為了培養團隊精神,我老闆上禮拜設計了一個比賽。老闆把我們七十幾位員工分成了十幾組,並給每一組同一個任務:在十八分鐘之內,用一顆棉花糖、36’’的膠帶、20根麵條和12”的毛線做出一個能單獨站立的物體。勝負取決於物體的高度 — 哪一組能做出最高的物體就是比賽的贏家。我們本來覺得這任務應該不難,但是老闆突然又加了一條規則:整顆棉花糖一定要立在物體的最高點。這下我們每一個人都抓頭,因為麵條跟毛線能撐起一顆棉花糖嗎?

最後,在十幾組當中,只有半數左右成功地做出符合規則的物體。剩下的則是什麼都沒做成,或是立起物體之後,卻坍塌下來。

比賽完了之後,大家一起討論製作物體的過程。結果我們發現,原來從棉花糖、膠帶、麵條和毛線也能學到不少跟工作和人生有關的道理。

1. 堅固的根基是登高的要件。

有一位同事分享說,他那一組一開始只專注如何增加物體的高度。但後來他們發現,物體若要高,根基就需要堅固穩定。於是他們就把所有的注意力都擺在建造根基上。

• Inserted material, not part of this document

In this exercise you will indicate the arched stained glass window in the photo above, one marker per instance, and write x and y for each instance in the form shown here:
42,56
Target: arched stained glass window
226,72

很多時候,當我們在追求某個目標時,我們只會顧著向前衝,不會去想是否真的準備好可以向前衝。也許我們應該學會放慢腳步,仔細自我省思, 確定所有根基都建立完畢,再向前走。這樣子邁向目標的過程會比較順利,結果也會比較紮實。

2. 三思而不行如同失敗。

有另一位同事提到,她們那一組把所有的時間都花在討論策略,結果什麼都沒有做成。有時候,我們也是這樣,一直說,一直想,卻沒有去做。任何沒有行動的策劃是不可能有結果的,所以我們應該給自己訂下一個時間表。時間到了,就直接去做,然後邊做邊修改策略。這樣才有成功的可能。

3. 失敗不是終結。

有一組的物體在只剩下最後三分鐘的時候突然倒塌下來。整組的同事齊心努力,用盡所有的辦法想要重建他們的作品。最後不僅成功地挽回他們的作品,還得到了整個比賽的前三名。這就證明一時的失敗並非永久的失敗。失敗了,就重新再來。只要還有時間,就有希望,所以失敗時不要馬上放棄。

4. 擁有孩童般單純的思維竟也是個優勢。

這個比賽不僅在很多別的公司舉行過,也曾經在許多幼稚園辦過。有趣的是,通常幼稚園的孩子都能成功地做出一個符合規則的物體,但是成人通常只有半數左右能順利地完成任務。許多專家認為這是因為孩子和成人在思維上的差異。因為孩子們年紀小,還沒有接觸很多的知識,所以在思維上沒有任何預設的限制,很容易就憑著單純的創意完成任務。反觀成人會被很多的知識所局限,不容易有突破性的思維,甚至有時候會把簡單的事複雜化。所以某些時候,擁有孩童般單純的思維是個優勢。

5. 真有報應這回事。

我私底下觀察到一些同事使用不誠實的小手段,但最後他們都無法成功完成任務。例如,有幾位同事在時間結束之後,仍然偷偷的繼續完成他們的任務,但結果物體還是塌了。除此之外,另外幾位同事違反規則,用手機搜尋完成任務的秘訣,結果也是什麼都沒做成。所以無論什麼事情都要誠誠實實的去做,不要動歪腦筋。沒有道德的行為是會招來報應的。